Manitoba is in a position to begin a methodical, phased-in approach to reopening businesses, said Dr. Brent Roussin, Manitoba’s chief provincial public health officer.
“Our public health measures to date have helped us reduce case numbers and flatten the curve, but it is not practical to maintain these measures indefinitely,” said Roussin. He stated that the goal is to reduce the impact “of strict public health measures, which include health and social impacts.”
Phased Approach to Restoring Services
Restoring Safe Services: Manitoba’s Pandemic Economic Recovery Roadmap consists of multiple phases.
Full details are available at www.manitoba.ca/restoringsafeservices.
Restoring Services (Phase One) – Beginning May 4
Critical public health measures and travel restrictions remain. Priority elective surgeries have been restarted, diagnostics screening will resume and some non-essential businesses will reopen but must limit occupancy.

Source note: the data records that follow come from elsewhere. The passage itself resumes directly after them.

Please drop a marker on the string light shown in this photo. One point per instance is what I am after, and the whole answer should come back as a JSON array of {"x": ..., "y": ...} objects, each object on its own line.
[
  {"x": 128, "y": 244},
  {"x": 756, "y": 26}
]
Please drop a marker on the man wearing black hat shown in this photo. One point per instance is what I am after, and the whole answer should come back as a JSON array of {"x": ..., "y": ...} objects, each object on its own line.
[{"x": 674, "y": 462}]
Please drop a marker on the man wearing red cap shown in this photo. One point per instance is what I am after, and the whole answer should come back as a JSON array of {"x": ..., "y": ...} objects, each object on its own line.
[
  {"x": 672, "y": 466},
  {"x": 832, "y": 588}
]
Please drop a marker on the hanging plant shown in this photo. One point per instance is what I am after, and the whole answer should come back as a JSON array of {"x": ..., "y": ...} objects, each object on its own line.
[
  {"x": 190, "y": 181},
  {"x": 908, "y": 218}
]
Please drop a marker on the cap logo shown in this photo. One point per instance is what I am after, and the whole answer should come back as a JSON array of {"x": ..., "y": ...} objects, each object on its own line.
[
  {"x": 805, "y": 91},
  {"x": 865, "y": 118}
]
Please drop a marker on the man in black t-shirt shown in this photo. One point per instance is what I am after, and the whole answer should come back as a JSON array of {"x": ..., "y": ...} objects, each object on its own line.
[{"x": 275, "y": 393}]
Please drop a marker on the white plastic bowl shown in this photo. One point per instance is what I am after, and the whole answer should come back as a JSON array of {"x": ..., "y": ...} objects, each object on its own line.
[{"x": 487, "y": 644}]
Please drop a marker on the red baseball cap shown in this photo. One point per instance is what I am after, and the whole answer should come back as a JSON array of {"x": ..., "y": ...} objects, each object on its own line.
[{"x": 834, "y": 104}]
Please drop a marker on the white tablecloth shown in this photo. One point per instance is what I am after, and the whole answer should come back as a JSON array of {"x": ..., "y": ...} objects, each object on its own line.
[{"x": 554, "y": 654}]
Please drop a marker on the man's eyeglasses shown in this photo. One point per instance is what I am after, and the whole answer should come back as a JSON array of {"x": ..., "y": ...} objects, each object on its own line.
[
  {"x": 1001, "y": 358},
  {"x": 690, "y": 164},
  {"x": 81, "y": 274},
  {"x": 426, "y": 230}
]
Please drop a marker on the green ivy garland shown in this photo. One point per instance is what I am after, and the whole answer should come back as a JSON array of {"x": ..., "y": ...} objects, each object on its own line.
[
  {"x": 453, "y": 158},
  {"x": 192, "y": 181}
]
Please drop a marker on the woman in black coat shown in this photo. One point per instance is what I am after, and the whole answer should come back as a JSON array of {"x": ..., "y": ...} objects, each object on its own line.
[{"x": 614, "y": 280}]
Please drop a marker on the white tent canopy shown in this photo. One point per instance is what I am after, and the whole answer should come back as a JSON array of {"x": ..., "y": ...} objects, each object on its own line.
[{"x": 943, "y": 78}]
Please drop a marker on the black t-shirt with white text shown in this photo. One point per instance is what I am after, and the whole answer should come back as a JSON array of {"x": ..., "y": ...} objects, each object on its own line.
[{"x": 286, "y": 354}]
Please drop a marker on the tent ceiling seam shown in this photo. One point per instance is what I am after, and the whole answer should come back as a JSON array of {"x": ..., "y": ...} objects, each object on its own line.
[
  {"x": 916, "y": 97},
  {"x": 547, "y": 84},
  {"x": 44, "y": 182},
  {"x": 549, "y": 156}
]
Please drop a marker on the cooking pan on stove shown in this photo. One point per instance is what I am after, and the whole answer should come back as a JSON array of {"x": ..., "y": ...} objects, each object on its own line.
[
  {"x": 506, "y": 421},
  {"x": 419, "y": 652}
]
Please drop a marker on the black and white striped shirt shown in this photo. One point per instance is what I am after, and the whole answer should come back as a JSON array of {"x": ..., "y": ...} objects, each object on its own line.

Restoring Services (Phase Two) – No Earlier Than June 1
Critical public health measures and travel restrictions may remain in place. Public gathering sizes may be increased and more non-essential businesses will be considered for reopening .
Public health measures may be eased further. Additional guidelines will be developed, public gathering sizes will be increased and some non-essential business will fully open. Mass gatherings such as concerts, summer festivals and major sporting events will not be considered before September 2020, Roussin noted.
Child care plays an important role in restoring services, enabling parents to return to the workplace, and remains a priority. The Department of Families will continue to work with the child-care community to expand the temporary child-care services available, including a grant available to child-care providers seeking to open a new, home-based child-care service.